The editorial categories are research topics that have guided researchers during the recovery phase and continue to be the impetus behind the Documents Project’s digital archive and the Critical Documents book series. Developed by the project’s Editorial Board, each of the teams analyzed this framework and adapted it to their local contexts in developing their research objectives and work plans during the Recovery Phase. Learn more on the Editorial Framework page.
This article is an interview that Damián Bayón conducted with Henry Russell-Hitchcock on the subject of modern Latin American architecture. Bayón praises Russell-Hitchcock, the scholar and curator, as “one of the great world authorities on modern architecture,” adding that he is preparing an exhibition on this topic for MoMA, the Museum of Modern Art in New York.
Damián Carlos Bayón (1915–95) was an art critic, teacher and author of numerous books. He held a Ph.D in history and was a disciple of Jorge Romero Brest (1905-89); in 1948, he became one of the founders of the magazine Ver y estimar, for which Brest served as editor. The following year, Bayón moved to Paris, and continued to collaborate on the magazine until 1955 (the final year of its publication). He then began working with theoretician Pierre Francastel. In the next two decades, he became professor in the University of Texas at Austin.

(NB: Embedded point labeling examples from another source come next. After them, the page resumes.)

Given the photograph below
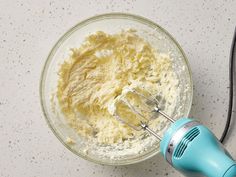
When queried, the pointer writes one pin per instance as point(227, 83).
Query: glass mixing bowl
point(110, 23)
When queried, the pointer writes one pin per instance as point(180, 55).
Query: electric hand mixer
point(187, 145)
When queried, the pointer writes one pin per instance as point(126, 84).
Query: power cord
point(231, 87)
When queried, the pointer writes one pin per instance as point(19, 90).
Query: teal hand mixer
point(187, 145)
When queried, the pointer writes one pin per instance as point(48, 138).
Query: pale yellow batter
point(96, 74)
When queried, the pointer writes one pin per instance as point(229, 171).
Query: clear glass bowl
point(110, 23)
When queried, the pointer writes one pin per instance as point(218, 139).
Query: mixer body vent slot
point(185, 141)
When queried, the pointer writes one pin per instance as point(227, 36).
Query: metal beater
point(187, 145)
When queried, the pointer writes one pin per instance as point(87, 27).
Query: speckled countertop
point(28, 30)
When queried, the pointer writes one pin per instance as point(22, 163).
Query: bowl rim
point(63, 38)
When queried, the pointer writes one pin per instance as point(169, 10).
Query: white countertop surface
point(29, 29)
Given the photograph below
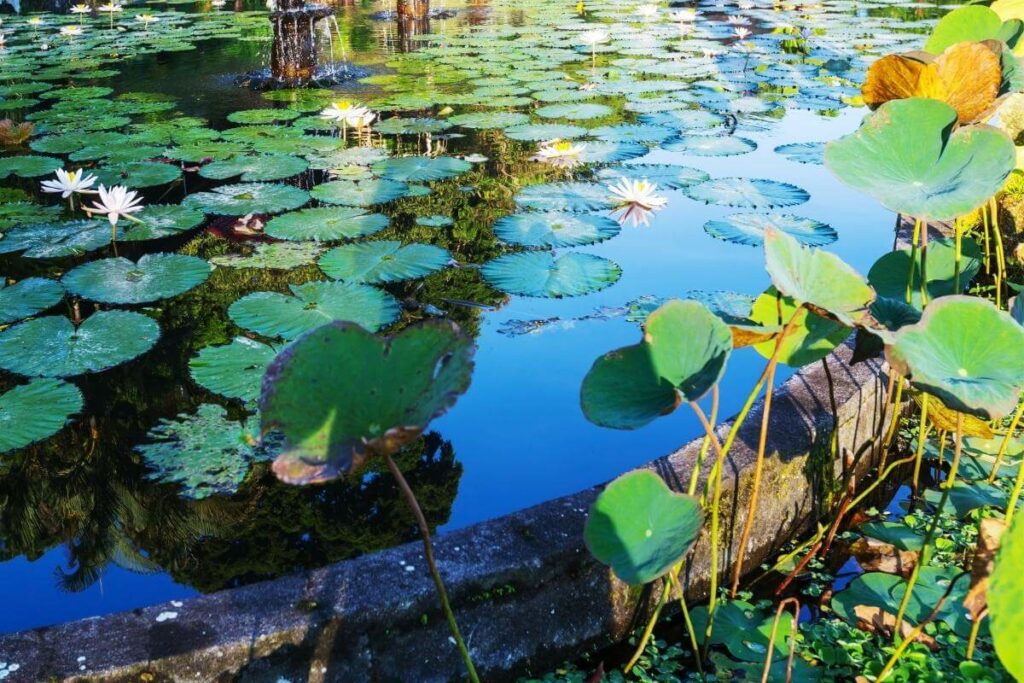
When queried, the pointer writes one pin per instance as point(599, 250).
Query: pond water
point(95, 518)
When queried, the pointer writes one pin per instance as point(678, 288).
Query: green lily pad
point(36, 411)
point(683, 354)
point(909, 157)
point(233, 370)
point(544, 274)
point(326, 224)
point(28, 297)
point(243, 199)
point(966, 352)
point(816, 278)
point(155, 276)
point(313, 304)
point(341, 394)
point(640, 527)
point(51, 346)
point(205, 454)
point(386, 261)
point(555, 228)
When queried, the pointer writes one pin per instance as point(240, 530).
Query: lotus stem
point(926, 547)
point(737, 567)
point(1006, 441)
point(428, 551)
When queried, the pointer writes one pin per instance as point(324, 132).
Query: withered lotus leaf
point(966, 76)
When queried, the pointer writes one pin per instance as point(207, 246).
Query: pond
point(152, 489)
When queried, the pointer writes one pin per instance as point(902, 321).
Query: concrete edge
point(526, 592)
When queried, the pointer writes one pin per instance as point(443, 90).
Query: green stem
point(428, 551)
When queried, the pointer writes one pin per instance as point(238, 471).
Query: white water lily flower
point(70, 182)
point(115, 203)
point(560, 154)
point(629, 191)
point(594, 37)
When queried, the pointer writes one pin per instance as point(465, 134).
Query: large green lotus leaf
point(51, 346)
point(28, 297)
point(683, 354)
point(640, 527)
point(138, 174)
point(233, 370)
point(907, 156)
point(385, 261)
point(272, 256)
point(340, 394)
point(155, 276)
point(160, 220)
point(885, 591)
point(28, 166)
point(243, 199)
point(421, 169)
point(205, 454)
point(814, 338)
point(750, 228)
point(565, 197)
point(72, 238)
point(1006, 595)
point(820, 280)
point(748, 193)
point(326, 224)
point(255, 168)
point(544, 274)
point(364, 193)
point(744, 631)
point(966, 352)
point(967, 25)
point(36, 411)
point(311, 305)
point(555, 228)
point(889, 274)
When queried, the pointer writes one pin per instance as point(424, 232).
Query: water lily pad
point(683, 354)
point(243, 199)
point(311, 305)
point(326, 224)
point(51, 346)
point(28, 297)
point(205, 454)
point(255, 168)
point(640, 527)
point(385, 261)
point(555, 228)
point(233, 370)
point(421, 169)
point(818, 279)
point(32, 412)
point(747, 193)
point(155, 276)
point(364, 193)
point(341, 394)
point(749, 228)
point(544, 274)
point(966, 352)
point(908, 156)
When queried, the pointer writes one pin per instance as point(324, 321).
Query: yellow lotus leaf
point(966, 76)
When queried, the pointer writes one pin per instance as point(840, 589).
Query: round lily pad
point(544, 274)
point(155, 276)
point(52, 346)
point(326, 224)
point(385, 261)
point(311, 305)
point(640, 527)
point(28, 297)
point(36, 411)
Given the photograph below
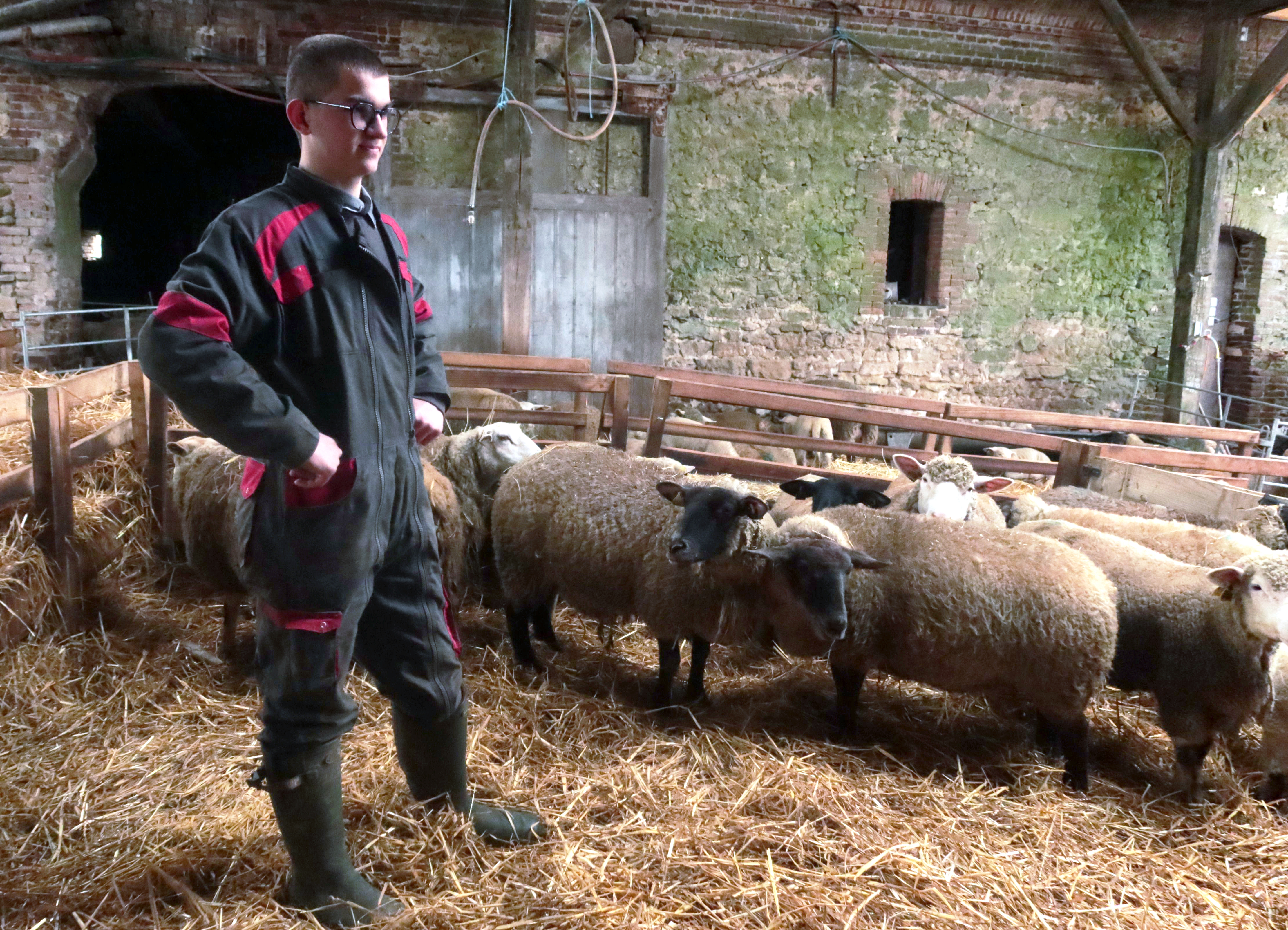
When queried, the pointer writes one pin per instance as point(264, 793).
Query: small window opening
point(912, 258)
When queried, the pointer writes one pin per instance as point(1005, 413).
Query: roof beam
point(1268, 80)
point(1155, 75)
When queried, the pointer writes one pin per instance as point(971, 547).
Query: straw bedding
point(125, 758)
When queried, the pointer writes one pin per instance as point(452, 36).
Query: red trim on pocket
point(399, 232)
point(451, 623)
point(183, 312)
point(310, 621)
point(293, 284)
point(341, 485)
point(253, 473)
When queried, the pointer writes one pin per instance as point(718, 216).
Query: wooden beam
point(1155, 75)
point(1267, 82)
point(1195, 275)
point(517, 186)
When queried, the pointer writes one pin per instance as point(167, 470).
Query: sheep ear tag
point(673, 492)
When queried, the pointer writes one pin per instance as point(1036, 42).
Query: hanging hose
point(508, 100)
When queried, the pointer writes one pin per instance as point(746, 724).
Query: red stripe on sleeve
point(189, 313)
point(399, 232)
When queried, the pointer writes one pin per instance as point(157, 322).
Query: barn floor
point(125, 804)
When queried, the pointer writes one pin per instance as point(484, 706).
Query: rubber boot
point(433, 758)
point(310, 813)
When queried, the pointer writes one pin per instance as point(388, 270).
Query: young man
point(298, 337)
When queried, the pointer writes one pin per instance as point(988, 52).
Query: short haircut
point(316, 65)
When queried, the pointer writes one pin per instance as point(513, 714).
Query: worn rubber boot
point(310, 813)
point(433, 758)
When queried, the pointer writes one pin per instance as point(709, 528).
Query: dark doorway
point(912, 256)
point(169, 162)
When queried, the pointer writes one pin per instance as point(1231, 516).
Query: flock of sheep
point(1039, 606)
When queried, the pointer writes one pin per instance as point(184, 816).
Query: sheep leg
point(699, 652)
point(517, 619)
point(1189, 766)
point(1073, 745)
point(668, 664)
point(542, 625)
point(229, 632)
point(849, 686)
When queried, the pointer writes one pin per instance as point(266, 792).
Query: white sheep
point(1196, 638)
point(947, 487)
point(603, 532)
point(475, 462)
point(976, 608)
point(1180, 541)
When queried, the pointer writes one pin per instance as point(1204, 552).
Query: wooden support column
point(52, 487)
point(1195, 275)
point(517, 187)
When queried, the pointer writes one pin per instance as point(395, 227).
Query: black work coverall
point(297, 315)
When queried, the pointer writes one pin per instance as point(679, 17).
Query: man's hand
point(321, 465)
point(429, 420)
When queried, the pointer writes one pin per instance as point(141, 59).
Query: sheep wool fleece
point(298, 315)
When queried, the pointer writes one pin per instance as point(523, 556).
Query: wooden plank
point(529, 380)
point(95, 384)
point(1048, 418)
point(839, 411)
point(1232, 464)
point(657, 417)
point(140, 417)
point(789, 388)
point(13, 406)
point(496, 360)
point(1191, 494)
point(1153, 74)
point(621, 400)
point(764, 471)
point(1267, 82)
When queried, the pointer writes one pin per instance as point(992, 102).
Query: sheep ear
point(798, 489)
point(865, 561)
point(911, 468)
point(673, 492)
point(753, 507)
point(1227, 580)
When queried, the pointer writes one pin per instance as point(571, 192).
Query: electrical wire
point(249, 96)
point(508, 98)
point(431, 71)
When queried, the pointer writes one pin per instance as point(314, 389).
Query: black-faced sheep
point(974, 608)
point(605, 532)
point(1180, 541)
point(475, 463)
point(1196, 638)
point(947, 487)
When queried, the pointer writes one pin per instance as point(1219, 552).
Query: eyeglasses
point(364, 114)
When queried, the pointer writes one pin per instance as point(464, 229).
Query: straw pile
point(125, 806)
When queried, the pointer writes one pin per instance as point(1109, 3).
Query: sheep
point(1182, 541)
point(1023, 454)
point(475, 462)
point(847, 431)
point(214, 525)
point(602, 531)
point(1201, 652)
point(965, 608)
point(1274, 732)
point(947, 487)
point(1265, 522)
point(834, 492)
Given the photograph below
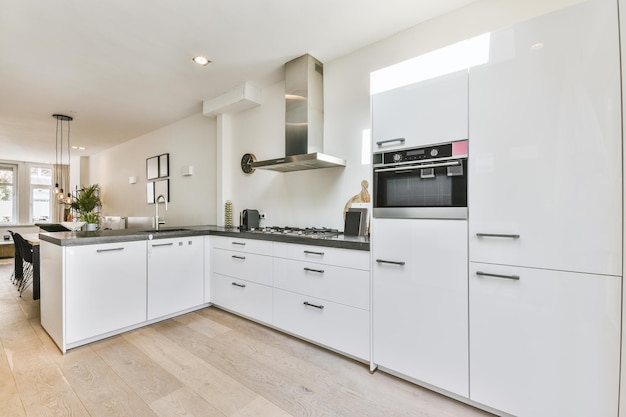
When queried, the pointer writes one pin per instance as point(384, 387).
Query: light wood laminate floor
point(203, 364)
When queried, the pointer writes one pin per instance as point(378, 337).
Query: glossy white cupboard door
point(420, 300)
point(105, 288)
point(423, 113)
point(175, 275)
point(545, 144)
point(545, 344)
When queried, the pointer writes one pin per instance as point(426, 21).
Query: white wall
point(190, 141)
point(305, 198)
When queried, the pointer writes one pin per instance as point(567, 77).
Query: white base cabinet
point(322, 294)
point(175, 275)
point(420, 300)
point(105, 288)
point(546, 344)
point(241, 276)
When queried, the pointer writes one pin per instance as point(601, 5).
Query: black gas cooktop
point(312, 232)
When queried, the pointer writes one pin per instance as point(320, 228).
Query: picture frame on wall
point(150, 192)
point(152, 168)
point(162, 187)
point(164, 165)
point(157, 188)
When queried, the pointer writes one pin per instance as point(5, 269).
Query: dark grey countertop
point(129, 235)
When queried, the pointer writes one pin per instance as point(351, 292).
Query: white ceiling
point(122, 68)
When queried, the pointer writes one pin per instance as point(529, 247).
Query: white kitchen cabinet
point(420, 300)
point(337, 326)
point(545, 343)
point(241, 276)
point(423, 113)
point(175, 275)
point(105, 289)
point(247, 298)
point(207, 269)
point(545, 144)
point(334, 283)
point(322, 294)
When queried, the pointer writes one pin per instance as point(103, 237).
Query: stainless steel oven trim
point(418, 166)
point(454, 213)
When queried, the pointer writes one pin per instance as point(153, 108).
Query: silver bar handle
point(383, 261)
point(383, 142)
point(108, 250)
point(507, 236)
point(425, 166)
point(486, 274)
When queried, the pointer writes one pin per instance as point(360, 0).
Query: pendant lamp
point(59, 182)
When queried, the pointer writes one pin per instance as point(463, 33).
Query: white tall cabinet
point(420, 300)
point(545, 216)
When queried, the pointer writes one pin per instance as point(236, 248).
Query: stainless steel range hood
point(304, 120)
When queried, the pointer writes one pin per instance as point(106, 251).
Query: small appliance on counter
point(250, 219)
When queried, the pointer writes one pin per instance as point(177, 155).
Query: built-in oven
point(423, 182)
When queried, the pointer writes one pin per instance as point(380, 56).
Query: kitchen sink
point(165, 230)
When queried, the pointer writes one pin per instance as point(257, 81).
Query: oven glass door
point(439, 192)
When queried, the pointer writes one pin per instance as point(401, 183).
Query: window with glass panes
point(8, 189)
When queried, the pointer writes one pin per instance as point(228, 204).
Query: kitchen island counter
point(130, 235)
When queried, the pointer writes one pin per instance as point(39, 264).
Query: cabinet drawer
point(336, 326)
point(242, 297)
point(553, 336)
point(341, 285)
point(320, 254)
point(248, 266)
point(260, 247)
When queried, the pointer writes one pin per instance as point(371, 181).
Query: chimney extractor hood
point(304, 120)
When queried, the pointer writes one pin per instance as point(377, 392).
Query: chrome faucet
point(156, 210)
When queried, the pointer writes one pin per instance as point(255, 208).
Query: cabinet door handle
point(497, 235)
point(321, 307)
point(383, 261)
point(486, 274)
point(382, 142)
point(108, 250)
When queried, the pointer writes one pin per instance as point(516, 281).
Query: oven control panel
point(413, 154)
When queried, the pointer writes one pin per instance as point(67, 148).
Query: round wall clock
point(246, 163)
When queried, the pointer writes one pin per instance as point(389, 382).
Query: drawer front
point(242, 297)
point(341, 285)
point(336, 326)
point(348, 258)
point(248, 266)
point(260, 247)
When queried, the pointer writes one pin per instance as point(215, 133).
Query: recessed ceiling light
point(200, 60)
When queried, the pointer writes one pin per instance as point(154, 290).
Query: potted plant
point(85, 204)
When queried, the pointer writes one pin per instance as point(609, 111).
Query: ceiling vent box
point(240, 98)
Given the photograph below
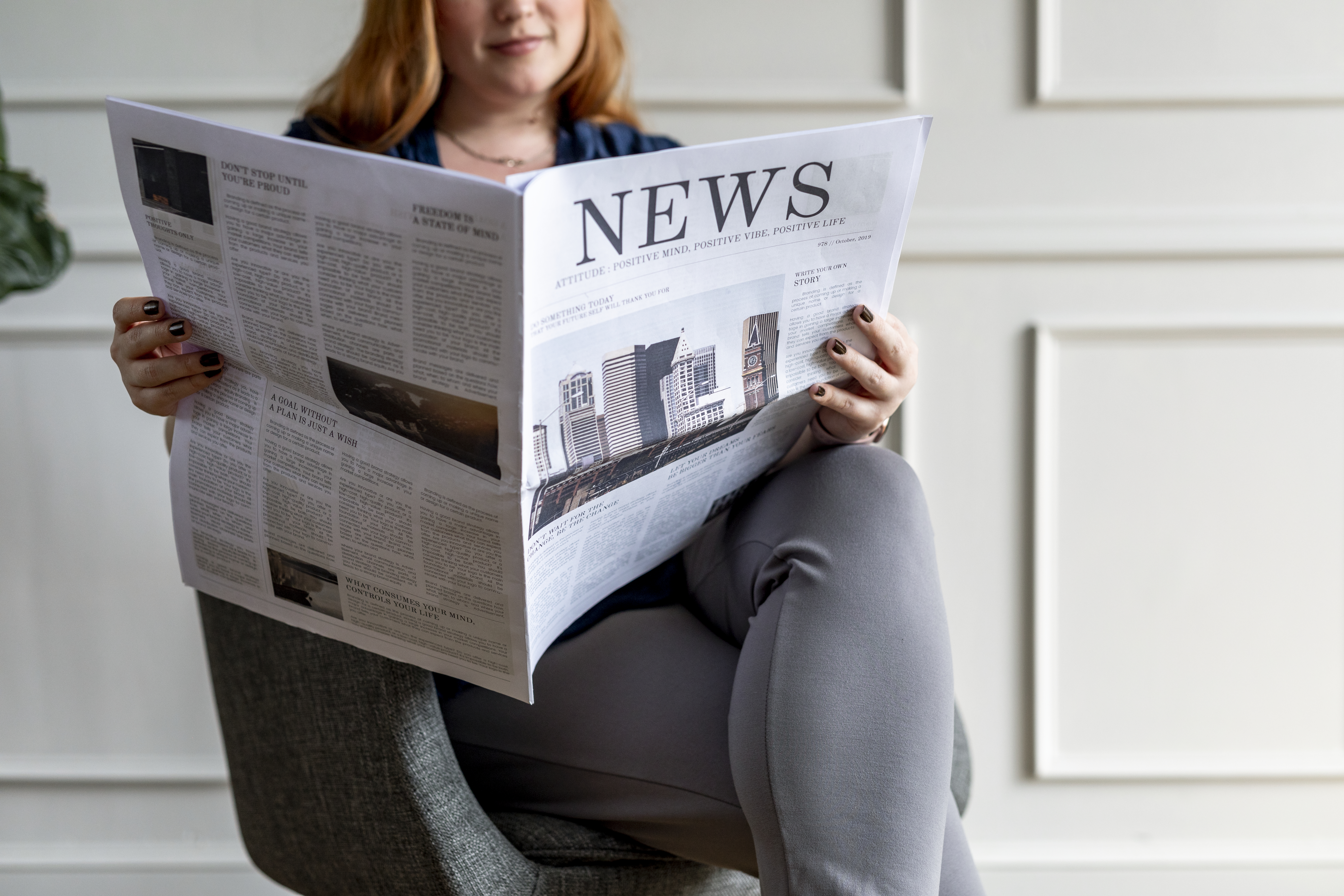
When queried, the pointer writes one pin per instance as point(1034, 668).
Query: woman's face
point(509, 50)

Ver y estimar had two publication eras: the first encompassed its first thirty-four issues, published between 1948 and 1953; the second stage, between 1954 and 1955, consisted of ten issues. This publication was meant to be educational with regard to art criticism, for its readers and for the students of Romero Brest who collaborated on the magazine. Its articles dealt with artists, exhibitions and problems within the local milieu and international scene contexts, as well as with different historical periods. This article by Bayón permits insight into the topics that interested the critic, especially with respect to contemporary Latin American architecture. Some of the questions are formulated to make comparisons between modern Latin American architecture (with the rest of the world) as well as between the modern architecture of various Latin American countries. Other questions point to specific features of modern Latin American architecture in general.